I may be biased here because I have used online services for almost 30 years, many years before the first graphic browser was coded and distributed, but there is still a large population in Ireland alone that has still never sent or received an email and may never have ever seen a web site on screen.  Many businesses here do not have web sites or even a social site page of their own and many businesses still ask, “well why do we need one as we do ok without one because many of our customers are not online anyway”.


When folks do get online first the first time now I notice their first area of exploration is no longer around web sites, but around social sites. I find YouTube is incredibly popular with Irish first time internet users and so is Facebook. Several newbies seem to find MySpace too complicated. I’m not surprised as I do find the MySpace pages that open up with instant audio and visual overpowering and very irritating in the way they freeze computers, and I do have decent broadband plus a decent modern good “horsepower” computer.


So, I feel our trend now is that major social sites are the leaders in online activity, but this is a trend that will also change. I see this as being like the many independent record labels of the 50s who merged into being big record labels like EMI, Decca, Columbia, RCA etc. who could distribute millions of records around the world quickly and we loved being able to get the music easier through these big labels. Then from the 80s onwards when these major labels seemed to churn out “manufactured” music we returned to the independent labels to find the music we really wanted to hear.


Same today.


Millions of people that may have created independent web sites 2 to 4 years ago are now content to have pages on a major like Blogger and MySpace. In the future we will probably thirst for the independents online, but not today.


However, the personal web site is still important and should not be ignored.


I still think a personal web site is as important as a personal home address, but these days I feel we do not need to host as much as we used to on our web sites. Name, who we are, what we do, anything special we can offer visitors, snail addresses and phone numbers seem to be enough, plus links to where people can meet us on social sites.


It is important to keep email addresses off of web sites out of the eyes of spam crawlers but be replaced with scramble coded contact forms.


Video, audio and photo galleries are now best hosted on social sites, rather than on web site hosting space, as more people will contact them there.


So my idea today of the best sequence for web site presence is


1) Get up to date info, photos, video clips and even audio onto social sites like MySpace, Facebook, YouTube, Picasa etc. and get these linked to


2) your independent web site that clearly shows who you are, how to be contacted, how to be listed as an inquirer and how to buy something.
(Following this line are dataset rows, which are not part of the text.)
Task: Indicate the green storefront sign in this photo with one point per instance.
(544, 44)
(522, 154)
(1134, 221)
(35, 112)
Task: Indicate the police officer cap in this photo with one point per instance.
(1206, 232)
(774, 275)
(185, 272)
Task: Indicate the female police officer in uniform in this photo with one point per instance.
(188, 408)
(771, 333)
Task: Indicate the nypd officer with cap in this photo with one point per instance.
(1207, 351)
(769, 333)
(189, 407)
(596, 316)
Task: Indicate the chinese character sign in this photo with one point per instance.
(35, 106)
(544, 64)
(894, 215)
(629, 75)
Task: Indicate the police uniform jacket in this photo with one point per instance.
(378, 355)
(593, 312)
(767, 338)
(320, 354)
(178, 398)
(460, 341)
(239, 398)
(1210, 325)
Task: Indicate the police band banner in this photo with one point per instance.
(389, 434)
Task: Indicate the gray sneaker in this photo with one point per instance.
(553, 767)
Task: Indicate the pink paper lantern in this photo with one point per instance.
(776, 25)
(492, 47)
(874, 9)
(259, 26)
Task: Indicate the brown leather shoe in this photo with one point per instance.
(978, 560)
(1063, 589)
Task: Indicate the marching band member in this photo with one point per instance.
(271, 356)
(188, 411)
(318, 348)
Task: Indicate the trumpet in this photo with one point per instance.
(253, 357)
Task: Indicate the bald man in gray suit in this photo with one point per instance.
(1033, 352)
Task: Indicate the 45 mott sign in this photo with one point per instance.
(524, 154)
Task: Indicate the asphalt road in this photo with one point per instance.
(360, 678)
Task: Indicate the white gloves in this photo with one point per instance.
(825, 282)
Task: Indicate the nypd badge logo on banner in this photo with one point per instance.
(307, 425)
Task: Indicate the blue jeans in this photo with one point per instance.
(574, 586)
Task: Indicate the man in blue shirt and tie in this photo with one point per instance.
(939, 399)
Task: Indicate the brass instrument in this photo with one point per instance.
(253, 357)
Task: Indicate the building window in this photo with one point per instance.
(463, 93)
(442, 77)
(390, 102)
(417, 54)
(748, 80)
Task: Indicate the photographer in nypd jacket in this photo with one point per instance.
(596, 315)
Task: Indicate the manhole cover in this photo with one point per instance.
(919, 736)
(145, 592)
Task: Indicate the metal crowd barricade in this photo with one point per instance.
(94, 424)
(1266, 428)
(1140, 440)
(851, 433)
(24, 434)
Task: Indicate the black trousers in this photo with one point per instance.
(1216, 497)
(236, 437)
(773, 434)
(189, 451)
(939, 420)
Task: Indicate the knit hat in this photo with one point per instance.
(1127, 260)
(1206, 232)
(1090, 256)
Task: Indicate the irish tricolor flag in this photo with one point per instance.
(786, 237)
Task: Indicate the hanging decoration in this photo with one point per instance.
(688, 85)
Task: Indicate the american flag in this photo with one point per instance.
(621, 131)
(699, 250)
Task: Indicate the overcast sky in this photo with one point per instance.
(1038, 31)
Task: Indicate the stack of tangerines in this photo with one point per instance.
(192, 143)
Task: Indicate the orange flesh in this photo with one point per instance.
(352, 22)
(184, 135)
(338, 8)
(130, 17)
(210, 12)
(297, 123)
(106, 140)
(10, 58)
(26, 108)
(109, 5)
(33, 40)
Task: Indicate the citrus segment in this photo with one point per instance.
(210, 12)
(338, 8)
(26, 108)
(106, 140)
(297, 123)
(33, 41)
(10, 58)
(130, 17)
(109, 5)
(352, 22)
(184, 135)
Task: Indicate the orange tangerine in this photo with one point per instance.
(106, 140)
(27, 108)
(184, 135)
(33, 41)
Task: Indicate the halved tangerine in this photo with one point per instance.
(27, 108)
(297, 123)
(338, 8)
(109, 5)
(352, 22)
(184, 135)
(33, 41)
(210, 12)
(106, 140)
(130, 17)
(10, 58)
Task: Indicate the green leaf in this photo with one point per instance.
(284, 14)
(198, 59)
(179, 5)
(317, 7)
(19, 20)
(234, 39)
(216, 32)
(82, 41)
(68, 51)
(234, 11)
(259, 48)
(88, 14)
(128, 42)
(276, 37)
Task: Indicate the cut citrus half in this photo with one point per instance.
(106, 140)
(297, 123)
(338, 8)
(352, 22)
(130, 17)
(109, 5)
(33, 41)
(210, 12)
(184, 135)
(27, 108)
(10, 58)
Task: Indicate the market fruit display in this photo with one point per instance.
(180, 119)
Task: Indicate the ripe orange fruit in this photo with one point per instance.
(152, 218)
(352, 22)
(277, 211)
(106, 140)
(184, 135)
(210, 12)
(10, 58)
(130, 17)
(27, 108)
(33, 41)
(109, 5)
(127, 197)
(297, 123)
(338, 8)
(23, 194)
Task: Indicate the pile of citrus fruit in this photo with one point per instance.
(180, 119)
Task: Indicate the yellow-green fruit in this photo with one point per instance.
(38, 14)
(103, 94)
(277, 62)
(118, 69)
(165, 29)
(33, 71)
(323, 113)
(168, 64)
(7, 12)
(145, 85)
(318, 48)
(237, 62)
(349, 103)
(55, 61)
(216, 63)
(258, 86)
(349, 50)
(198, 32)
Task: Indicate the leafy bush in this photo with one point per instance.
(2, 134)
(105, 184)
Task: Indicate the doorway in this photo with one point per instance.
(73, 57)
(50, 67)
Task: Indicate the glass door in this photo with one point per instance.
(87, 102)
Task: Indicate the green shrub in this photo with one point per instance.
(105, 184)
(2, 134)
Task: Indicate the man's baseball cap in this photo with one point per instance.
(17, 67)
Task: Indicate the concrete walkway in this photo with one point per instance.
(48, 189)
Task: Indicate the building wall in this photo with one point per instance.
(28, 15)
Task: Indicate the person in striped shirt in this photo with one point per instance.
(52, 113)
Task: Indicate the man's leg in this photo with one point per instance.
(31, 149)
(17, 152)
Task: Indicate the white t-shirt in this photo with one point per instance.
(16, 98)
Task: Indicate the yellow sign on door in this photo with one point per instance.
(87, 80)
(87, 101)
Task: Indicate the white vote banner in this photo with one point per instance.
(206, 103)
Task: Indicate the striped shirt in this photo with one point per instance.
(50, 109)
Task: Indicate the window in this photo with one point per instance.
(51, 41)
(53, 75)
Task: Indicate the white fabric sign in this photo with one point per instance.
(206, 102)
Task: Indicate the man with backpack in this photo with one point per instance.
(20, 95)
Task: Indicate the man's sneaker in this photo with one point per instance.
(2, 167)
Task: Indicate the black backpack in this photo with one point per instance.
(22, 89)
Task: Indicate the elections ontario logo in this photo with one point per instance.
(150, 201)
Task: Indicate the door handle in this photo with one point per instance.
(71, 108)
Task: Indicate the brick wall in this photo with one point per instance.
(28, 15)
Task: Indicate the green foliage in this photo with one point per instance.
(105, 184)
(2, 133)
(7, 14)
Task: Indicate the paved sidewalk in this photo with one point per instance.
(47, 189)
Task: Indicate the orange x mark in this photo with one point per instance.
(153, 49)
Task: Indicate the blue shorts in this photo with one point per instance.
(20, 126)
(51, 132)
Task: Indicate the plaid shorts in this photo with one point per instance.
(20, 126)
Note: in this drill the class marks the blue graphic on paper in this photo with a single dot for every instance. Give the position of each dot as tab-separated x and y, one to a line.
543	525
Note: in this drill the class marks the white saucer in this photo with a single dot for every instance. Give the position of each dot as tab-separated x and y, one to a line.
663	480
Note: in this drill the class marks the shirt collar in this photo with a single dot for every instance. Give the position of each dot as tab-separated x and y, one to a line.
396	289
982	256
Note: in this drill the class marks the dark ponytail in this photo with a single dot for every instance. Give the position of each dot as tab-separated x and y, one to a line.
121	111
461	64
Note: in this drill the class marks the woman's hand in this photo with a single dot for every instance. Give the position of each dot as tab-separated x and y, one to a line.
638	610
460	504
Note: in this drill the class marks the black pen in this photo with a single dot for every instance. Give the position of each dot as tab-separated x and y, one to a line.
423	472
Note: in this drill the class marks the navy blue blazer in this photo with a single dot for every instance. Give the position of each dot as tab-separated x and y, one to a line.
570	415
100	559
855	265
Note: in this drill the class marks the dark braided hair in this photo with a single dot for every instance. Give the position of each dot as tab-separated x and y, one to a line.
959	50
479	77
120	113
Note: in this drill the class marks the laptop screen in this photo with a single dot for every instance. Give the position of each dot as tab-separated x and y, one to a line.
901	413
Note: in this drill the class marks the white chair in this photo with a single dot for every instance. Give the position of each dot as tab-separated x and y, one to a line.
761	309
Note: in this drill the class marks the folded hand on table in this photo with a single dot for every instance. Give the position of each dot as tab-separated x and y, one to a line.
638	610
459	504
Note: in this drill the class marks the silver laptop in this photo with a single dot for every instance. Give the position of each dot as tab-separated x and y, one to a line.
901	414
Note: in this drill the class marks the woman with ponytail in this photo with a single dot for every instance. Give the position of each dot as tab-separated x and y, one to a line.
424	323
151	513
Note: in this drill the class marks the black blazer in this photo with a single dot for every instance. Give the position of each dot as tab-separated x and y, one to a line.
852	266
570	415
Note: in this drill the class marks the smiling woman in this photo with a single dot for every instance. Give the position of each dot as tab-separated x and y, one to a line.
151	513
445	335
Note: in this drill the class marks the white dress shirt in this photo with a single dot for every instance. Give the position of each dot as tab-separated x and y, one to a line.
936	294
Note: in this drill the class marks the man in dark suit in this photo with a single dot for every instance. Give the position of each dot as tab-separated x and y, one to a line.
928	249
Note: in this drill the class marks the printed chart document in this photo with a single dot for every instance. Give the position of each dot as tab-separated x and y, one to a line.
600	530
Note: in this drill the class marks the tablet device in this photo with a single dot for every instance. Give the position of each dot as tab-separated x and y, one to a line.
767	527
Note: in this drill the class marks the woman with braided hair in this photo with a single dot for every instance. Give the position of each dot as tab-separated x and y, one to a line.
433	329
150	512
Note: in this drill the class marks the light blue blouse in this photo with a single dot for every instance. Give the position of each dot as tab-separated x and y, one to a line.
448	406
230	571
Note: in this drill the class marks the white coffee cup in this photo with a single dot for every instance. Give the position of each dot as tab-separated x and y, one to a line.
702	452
3) and then for deeper information provided by text, photos, audio and video linked back to the social sites that host these for you.


If you follow those three steps I am certain that those who search through Cuil will find you so easily.


Even now, post an updated YouTube video and you will be listed on Google search instantly, but if you posted that video clip on your independent hosting server it may be listed by Google within 4 to 12 weeks.


I feel that web sites today are no longer our shop windows but are our doors to our back rooms. When we go to a public bathroom we like to recognise which is for men and which is for women by information on the doors.


That’s where I believe our independent web sites are now. They are still incredibly essential but are now wasted if we attempt to dress them as our shop windows. The time has come where blogging and social sites can do this far better for us.